On October 21, 1978, the Presbytery of Ohio removed from its roll the Rev. Arnold S. Kress, a minister who had served in the Japan mission, beginning in 1966. The action by the presbytery was the last step in a long judicial process, centering on Kress’s views on the charismatic gifts. Having been brought home by the Committee on Foreign Missions and granted a special furlough, Kress had produced several papers on the subject. In a trial conducted by the Presbytery of Ohio, Kress asserted that “the gifts of prophecy and tongues may continue in the church today.” (Kress held mildly charismatic views, and he denied that any contemporary manifestation of tongues or prophecy was accompanied by new revelation.)

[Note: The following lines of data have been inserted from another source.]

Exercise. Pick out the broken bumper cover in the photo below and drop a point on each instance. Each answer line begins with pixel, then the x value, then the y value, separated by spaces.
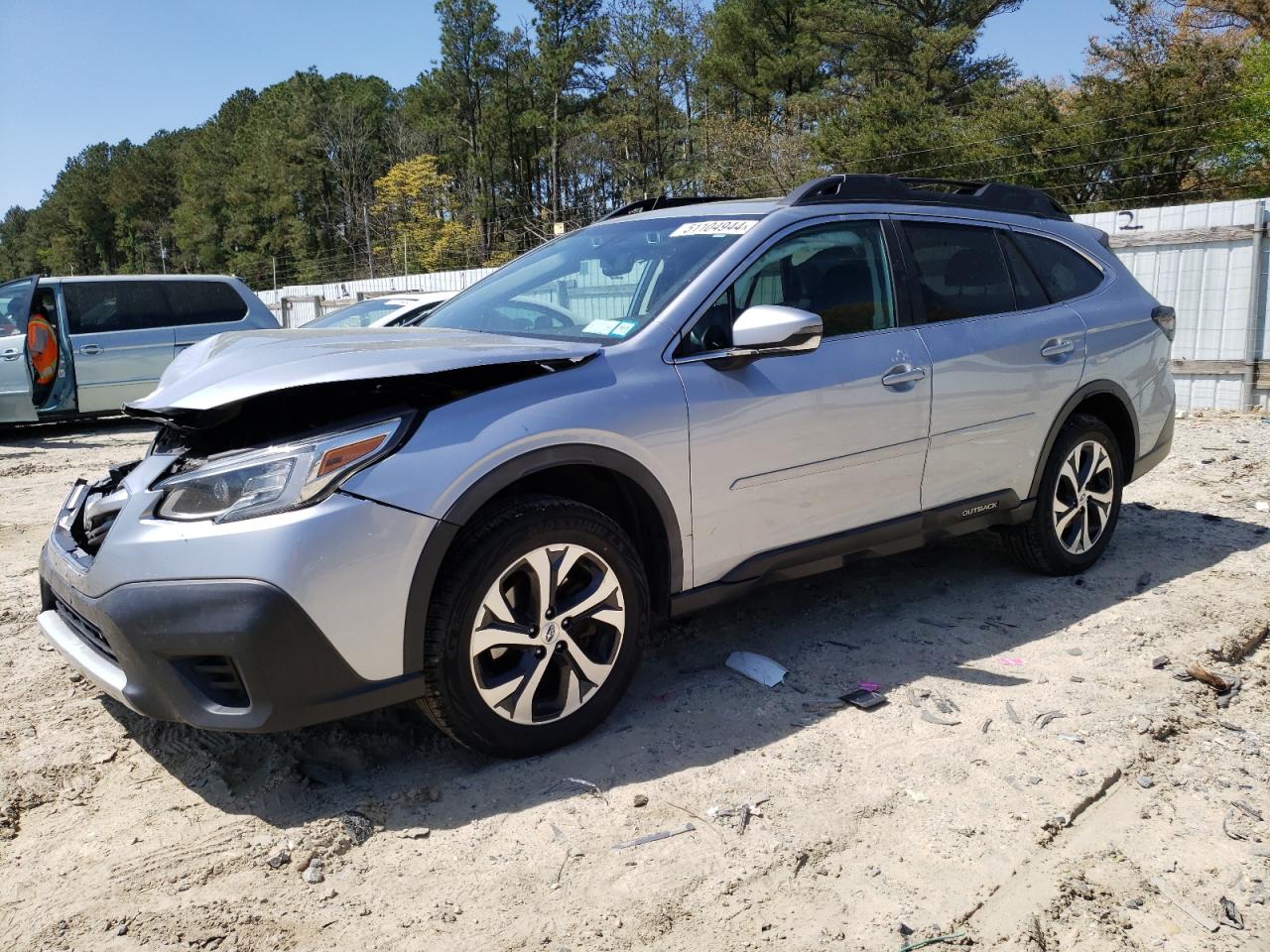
pixel 232 654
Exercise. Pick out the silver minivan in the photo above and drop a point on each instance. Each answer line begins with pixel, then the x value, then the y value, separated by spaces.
pixel 113 336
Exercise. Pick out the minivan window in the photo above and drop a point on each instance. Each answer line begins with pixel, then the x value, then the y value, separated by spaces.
pixel 202 302
pixel 1064 272
pixel 960 271
pixel 835 271
pixel 98 306
pixel 1028 291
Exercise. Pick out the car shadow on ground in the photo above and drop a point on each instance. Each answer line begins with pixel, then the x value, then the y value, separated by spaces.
pixel 947 612
pixel 55 433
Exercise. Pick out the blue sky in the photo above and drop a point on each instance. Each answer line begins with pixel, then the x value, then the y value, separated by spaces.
pixel 104 70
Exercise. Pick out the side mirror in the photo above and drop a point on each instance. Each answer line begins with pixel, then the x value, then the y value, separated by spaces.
pixel 775 329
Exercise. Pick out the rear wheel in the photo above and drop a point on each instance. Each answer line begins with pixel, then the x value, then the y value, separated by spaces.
pixel 1079 502
pixel 535 627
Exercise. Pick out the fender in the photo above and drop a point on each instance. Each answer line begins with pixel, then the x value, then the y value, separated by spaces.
pixel 495 481
pixel 1084 393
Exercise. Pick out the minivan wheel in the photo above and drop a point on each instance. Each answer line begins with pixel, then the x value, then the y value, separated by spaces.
pixel 535 629
pixel 1079 502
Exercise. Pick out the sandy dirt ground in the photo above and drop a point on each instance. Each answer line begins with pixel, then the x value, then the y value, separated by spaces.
pixel 960 806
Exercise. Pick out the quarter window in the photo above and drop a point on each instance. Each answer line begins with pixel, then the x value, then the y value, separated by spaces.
pixel 203 302
pixel 960 271
pixel 838 272
pixel 1064 272
pixel 1028 291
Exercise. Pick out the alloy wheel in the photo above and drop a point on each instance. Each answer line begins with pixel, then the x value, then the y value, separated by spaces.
pixel 548 634
pixel 1083 495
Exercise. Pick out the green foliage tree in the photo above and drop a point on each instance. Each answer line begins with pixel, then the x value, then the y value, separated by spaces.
pixel 516 134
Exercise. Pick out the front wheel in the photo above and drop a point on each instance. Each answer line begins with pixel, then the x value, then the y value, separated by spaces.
pixel 535 629
pixel 1079 502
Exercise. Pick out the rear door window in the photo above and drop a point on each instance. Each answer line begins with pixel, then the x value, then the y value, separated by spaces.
pixel 838 272
pixel 960 270
pixel 1064 272
pixel 99 306
pixel 203 302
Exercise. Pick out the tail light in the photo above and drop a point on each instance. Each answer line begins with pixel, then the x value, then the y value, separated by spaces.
pixel 1166 318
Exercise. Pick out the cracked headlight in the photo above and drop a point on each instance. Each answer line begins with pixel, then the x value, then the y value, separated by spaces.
pixel 273 480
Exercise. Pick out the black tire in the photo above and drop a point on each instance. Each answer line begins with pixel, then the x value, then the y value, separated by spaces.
pixel 1035 543
pixel 480 556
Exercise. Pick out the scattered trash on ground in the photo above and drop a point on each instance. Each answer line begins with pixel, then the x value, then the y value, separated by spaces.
pixel 357 825
pixel 924 943
pixel 654 837
pixel 1201 673
pixel 313 874
pixel 1247 809
pixel 1046 717
pixel 281 858
pixel 740 814
pixel 758 667
pixel 865 697
pixel 1230 915
pixel 1162 889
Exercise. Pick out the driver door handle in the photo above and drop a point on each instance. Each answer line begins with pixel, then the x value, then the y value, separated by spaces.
pixel 903 373
pixel 1057 348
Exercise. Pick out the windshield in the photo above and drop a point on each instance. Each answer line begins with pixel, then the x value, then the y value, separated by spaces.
pixel 602 284
pixel 363 313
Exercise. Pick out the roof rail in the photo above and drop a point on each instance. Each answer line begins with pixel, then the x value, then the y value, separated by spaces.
pixel 651 204
pixel 996 195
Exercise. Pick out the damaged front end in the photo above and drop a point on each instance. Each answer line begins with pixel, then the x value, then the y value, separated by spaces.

The Presbytery found him guilty of doctrinal error that was “contrary to the Word of God.” He then appealed his conviction to the 45th General Assembly that met in Grand Rapids in May, 1976. This was the first time in the forty-year history of the OPC that a judicial case had ever come before a General Assembly. (Previously, doctrinal matters were dealt with by complaints against lower courts or referring matters to a study committee.) The Assembly voted to deny Kress’s appeal and to uphold the judgment of the Presbytery. It also passed a resolution “urging Mr. Kress to accept the decisions of his brethren and further expressing its judgment that his ministerial gifts were of value to the church despite the adverse judicial decisions.”
Kress eventually joined the Christian Reformed Church, and he served for seven years in its mission to Japan. The Ohio Presbytery’s action brought closure to the matter in the OPC.